Seth Silverstein spent more than three decades in investment banking and consumer lending. For the last 10 years, he was the corporate head of modeling and analytics at Ally Financial. Previously, he held long-term posts as a managing director at RBS, JP Morgan and Bear Stearns, working on structured products and rates markets. In November, Seth joined Zest AI as chief credit analytics officer. We recently sat down with Seth to get his insight into how a modeling executive approaches the challenges of the industry and the promise of machine learning.
Zest AI: You recently joined Zest as chief credit analytics officer. What made you take the leap to the startup world and to Zest in particular?
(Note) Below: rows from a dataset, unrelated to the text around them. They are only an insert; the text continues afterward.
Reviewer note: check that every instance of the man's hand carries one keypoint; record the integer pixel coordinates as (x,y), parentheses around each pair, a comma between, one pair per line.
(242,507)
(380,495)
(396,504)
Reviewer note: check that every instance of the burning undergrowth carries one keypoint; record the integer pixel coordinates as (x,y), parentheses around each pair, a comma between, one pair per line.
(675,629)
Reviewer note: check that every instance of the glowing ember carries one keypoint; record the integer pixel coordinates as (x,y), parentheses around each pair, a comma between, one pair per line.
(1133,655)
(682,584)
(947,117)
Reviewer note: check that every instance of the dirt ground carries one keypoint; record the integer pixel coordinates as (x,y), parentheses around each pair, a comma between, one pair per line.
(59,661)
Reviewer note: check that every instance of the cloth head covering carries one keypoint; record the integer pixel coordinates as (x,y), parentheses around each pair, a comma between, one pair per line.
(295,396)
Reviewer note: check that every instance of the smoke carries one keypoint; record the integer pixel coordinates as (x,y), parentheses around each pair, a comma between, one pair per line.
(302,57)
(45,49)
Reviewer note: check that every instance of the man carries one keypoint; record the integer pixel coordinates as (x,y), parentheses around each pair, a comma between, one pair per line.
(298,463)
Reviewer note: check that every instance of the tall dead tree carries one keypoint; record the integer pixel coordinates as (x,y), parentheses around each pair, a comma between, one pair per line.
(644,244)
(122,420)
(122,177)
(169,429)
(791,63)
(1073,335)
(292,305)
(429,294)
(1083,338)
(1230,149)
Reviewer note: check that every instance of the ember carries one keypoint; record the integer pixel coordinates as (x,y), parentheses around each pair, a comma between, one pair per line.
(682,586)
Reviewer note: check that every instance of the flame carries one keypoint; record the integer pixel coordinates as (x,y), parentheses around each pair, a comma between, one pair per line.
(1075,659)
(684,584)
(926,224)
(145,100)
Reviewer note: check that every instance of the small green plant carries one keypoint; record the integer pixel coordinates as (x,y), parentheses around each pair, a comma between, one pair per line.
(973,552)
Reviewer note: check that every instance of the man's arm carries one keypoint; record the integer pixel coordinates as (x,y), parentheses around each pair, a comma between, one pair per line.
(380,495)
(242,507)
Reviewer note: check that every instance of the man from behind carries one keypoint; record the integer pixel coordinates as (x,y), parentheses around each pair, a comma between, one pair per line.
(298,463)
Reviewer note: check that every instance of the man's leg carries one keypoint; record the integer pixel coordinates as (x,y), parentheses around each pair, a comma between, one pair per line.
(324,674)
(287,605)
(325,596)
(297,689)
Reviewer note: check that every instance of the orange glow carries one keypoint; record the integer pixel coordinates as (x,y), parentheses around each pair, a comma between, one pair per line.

Seth Silverstein: I’ve had a pretty extensive career in investment banking, consumer lending, and as a consultant to other lenders. With projects at previous banks, we knew we had to start bringing in alternative kinds of data to lower our losses and bring more loans onto the books. I included these newly available data items, and we built a new model using standard logistic regression. But we didn’t pick up a lot of intuitive variables, like trending data, because many of the alternative data sources are correlated with existing, traditional variables. Standard logistic regression doesn’t do well when variables are even slightly correlated. I knew there had to be a better way because I knew these new variables had to be important. Eventually, I started talking with Jay [Budzik, Zest CTO] about what Zest does, the tools Zest builds and the explainability it has. An ML model can bring in thousands of variables! I got really excited about ML and the Zest product and what my experience could bring to bear. I also wanted to have fun and do something new. And that brought me to Zest.
Zest: What do you mean by alternative data?
Seth: Alternative data covers a very broad spectrum. In finance, I’m speaking of things like utility bills, phone bills, payday loans and how consumers pay them, as well as trending data. We’re not talking about things like your friends on Facebook, which people are using in other applications. Trending data is especially interesting. Let’s say you have a conventional credit score of 650. Not all 650s are alike. You could be a subprime borrower who has gotten their act together and your credit history is trending up, or you could be someone who was super-prime but had a situation, such as a lost job, and is trending down. Using trending data lets you see where this person has been and where they’re going. It helps you get more signal through the noise.
I got really excited about ML and the Zest product and what my experience could bring to bear. I also wanted to have fun and do something new. And that brought me to Zest.
Zest: Tell us more about ML models compared to standard logistic-regression models.
Seth: Speaking very simply — because I always like to simplify ideas — a standard logistic regression model is like algebra: Y equals 5 times X, plus 2 times Z. Now, X and Z can’t be very highly correlated, or the model will perform poorly, or even overfit some variables. You need very uncorrelated variables to make a logistic regression model valuable. The nice thing about ML models is you can have lots more variables, even correlated ones, and extract power out of their relationships, as long as you can explain those relationships. That’s where the power of these extra, alternative data variables comes into play. Back to that last project I mentioned: I brought in a lot of new variables but ended up only able to use two new ones versus the traditional model, and no trending data. With an ML model, I could have effectively used hundreds.
Zest: What’s the thinking in the lending industry now about ML?
Seth: We’re at an inflection point: People think it’s going to add value, but they don’t know for sure. At conferences I’ve been to over the past few years, AI is a top subject. Yet there are not a lot of concrete projects that have shown results or are in production. Why is that? The technology is still pretty new; therefore, they have to explain it to their own risk people and IT people. Compliance folks are worried about explainability. Regulators may not totally understand it and could see it as hocus-pocus.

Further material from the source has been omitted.